Das scheint vielen heute noch übertrieben. Die Entwicklung befindet sich ja in einem sehr frühen Stadium. Aber die ersten Gefahren zeigen sich schon am Horizont: Wenn KI-Systeme selbsttätig Fotos und Videos so überzeugend fälschen können, dass das nur noch Spezialisten auffällt und Texte so abfasst, dass man einen Menschen dahinter vermuten muss (was derzeit schon der Fall ist), dann ist die Missbrauchsgefahr, etwa für politische Desinformationskampagnen, schon sehr groß.
Das eigentliche Problem scheint aber zu sein, dass die Entwicklung sehr stark im militärischen Bereich passiert. Dass also die Kriegsführung zunehmend auf KI-basierten Robotiksystemen beruht.
Wenn so etwas außer Kontrolle gerät, dann ist die Schmidt-Definition der existenziellen Bedrohung („die Tötung vieler, vieler, vieler Menschen”) eine sehr reale Gefahr.
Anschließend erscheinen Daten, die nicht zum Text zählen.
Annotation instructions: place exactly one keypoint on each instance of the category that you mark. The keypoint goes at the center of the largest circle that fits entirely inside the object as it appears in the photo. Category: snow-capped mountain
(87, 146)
Von einem Szenario, in dem KI-Systeme sich autonom gegen ihre Erfinder wenden, sind wir zwar noch sehr weit entfernt, aber wenn sich ausgerechnet die Entwickler solche Sorgen machen, dann sollte man die sehr ernst nehmen. Es geht darum, solche Systeme unter Kontrolle zu halten. Dazu braucht man Regulierung, die die Politik am besten zusammen mit den beteiligten IT-Unternehmen ausarbeiten sollte. Und nicht so freidrehend, wie das derzeit die EU tut, deren Pläne den ChatGPT-Entwickler bereits über einen Rückzug aus Europa nachdenken lassen.
Die Büchse der Pandora ist geöffnet. Ein Zurück gibt es nicht mehr. Und zu riskieren, hier von den USA und China einfach abgehängt und links liegen gelassen zu werden, kann sich Europa nicht leisten. Denn eines ist auch klar: KI wird nicht nur Berufsfelder, sondern auch die Geopolitik kräftig verändern.